Growing up, my Grandmother, Linnie Ross Sanders Wallace, told me several times (in no uncertain terms) that the Sanders were SCOTS-Irish, with the emphasis on “Scots”. I heard her and remembered it, but like all youth, I didn’t realize the importance of it later.
Digging through the Sanders’ family’s genealogy, I’ve come across a mystery of sorts. The mystery being was William and/or Lewis Sanders involved in the capture and slaying of Edward Teach, better known as, Black Beard the Pirate. Lewis Sanders was my 6G Grandfather and William was my 6G Uncle.
The plot started when I read an old letter, written in 1895 by Thomas Bailey Saunders and sent to one of his nephews. The letter was posted on Gary B. Sanders website, “Sanders, of Randolph and Montgomery Counties, North Carolina, and Jackson County, Alabama, and other counties in Georgia, Mississippi, Arkansas, and Texas”, and I quote,
“There were two Saunders brothers who came from England long before the Revolutionary war. At that time the pirates were very bad on the North Carolina coast. The governor of Virginia outfitted a vessel to catch them, and in making up the crew he took one of these brothers, and they caught old Black Beard, the pirate, and hung him to the mast arm. The crew got a good deal of money, and when that brother came back he left the U out of his name. This is the reason so many spell their names Sanders”.
Spending a good deal of time researching the events, I was surprised that, actually, the Governor of North Carolina was in league with Black Beard. In fact his Secretary was captured and convicted of accepting funds from the pirate. In reality, the Governor of Virginia gave two unarmed sloops, Ranger and Jane, to Lt. Maynard of the Royal Navy.
On November 22, 1718, Black Beard engaged the two, unarmed sloops in Oracoke Inlet off the coast of North Carolina and opening fire on them with his cannons, he almost destroyed both ships. Teach closed in on Maynard’s ship, Ranger, boarded it and engaged Maynard personally in combat. Maynard shot him and both men swung their cutlasses, Teach’s shattering Maynard’s and as Teach was going to deliver the death blow, according to an Autumn, 1992 article in the “Colonial Williamsburg”, magazine, now online, his throat was slashed by a stout Scot among Maynard’s crew.
To claim the reward Maynard cut off Teach’s head.
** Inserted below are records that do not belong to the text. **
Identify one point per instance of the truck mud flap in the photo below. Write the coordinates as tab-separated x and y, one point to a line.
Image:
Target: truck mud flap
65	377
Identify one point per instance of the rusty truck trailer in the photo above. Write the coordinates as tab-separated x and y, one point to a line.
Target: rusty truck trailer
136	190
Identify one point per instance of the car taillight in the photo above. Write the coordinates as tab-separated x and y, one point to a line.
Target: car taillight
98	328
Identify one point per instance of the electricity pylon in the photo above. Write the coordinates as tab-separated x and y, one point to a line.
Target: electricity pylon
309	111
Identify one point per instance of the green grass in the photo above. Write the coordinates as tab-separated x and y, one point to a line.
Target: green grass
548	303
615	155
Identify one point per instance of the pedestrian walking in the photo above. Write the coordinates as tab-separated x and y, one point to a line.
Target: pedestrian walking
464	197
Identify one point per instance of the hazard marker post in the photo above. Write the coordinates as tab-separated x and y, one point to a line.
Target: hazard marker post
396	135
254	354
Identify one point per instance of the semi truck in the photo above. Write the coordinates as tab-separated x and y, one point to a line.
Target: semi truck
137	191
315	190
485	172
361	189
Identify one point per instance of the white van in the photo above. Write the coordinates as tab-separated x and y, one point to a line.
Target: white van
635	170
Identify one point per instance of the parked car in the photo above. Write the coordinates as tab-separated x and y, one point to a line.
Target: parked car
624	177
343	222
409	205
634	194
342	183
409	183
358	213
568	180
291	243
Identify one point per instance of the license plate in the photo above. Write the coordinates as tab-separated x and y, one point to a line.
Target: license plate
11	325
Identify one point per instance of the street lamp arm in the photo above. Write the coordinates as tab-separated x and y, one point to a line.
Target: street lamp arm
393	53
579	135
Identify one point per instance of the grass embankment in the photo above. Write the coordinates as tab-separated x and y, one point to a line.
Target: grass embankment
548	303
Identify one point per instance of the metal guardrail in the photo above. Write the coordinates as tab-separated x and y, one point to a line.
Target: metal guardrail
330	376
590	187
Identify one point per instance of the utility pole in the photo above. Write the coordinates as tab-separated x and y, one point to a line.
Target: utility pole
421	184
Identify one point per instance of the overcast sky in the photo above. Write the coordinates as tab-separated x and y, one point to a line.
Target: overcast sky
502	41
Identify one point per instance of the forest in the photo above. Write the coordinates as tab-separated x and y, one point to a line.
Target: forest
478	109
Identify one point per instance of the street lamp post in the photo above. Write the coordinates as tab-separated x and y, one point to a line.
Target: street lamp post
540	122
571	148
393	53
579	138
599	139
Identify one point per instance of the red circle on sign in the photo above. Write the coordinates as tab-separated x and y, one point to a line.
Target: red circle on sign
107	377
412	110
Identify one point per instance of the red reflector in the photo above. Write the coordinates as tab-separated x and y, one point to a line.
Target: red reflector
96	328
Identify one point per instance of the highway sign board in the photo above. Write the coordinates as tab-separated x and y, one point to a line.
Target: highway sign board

Returning to his home port of Hampton, as a warning to other pirates, Teach’s head was placed on a stake near the mouth of the Hampton River.
Another quote from Gary B. Sanders website, further whetted my appetite for intrigue, “… I think it’s likely that William Sanders of Anson County, North Carolina may be the brother of Lewis Sanders of Fairfax County, Virginia. William and Lewis appear to be of the same generation. DNA tests show William was related to Lewis. These two may well be the two emigrant brothers described in a somewhat jokingly fashion in the 1890’s letter of Thomas Bailey Saunders.”
Being left with questions that, in all probability, will never be answered, I can only make some assumptions and ask a few more questions. Both brothers were of Scots-Irish ancestry. Both brothers also took the “U” out of Saunders. Was one of the Saunders boy’s a part of Maynard’s crew? Was one of them the “stout, Scot”?
What if the old story is really true?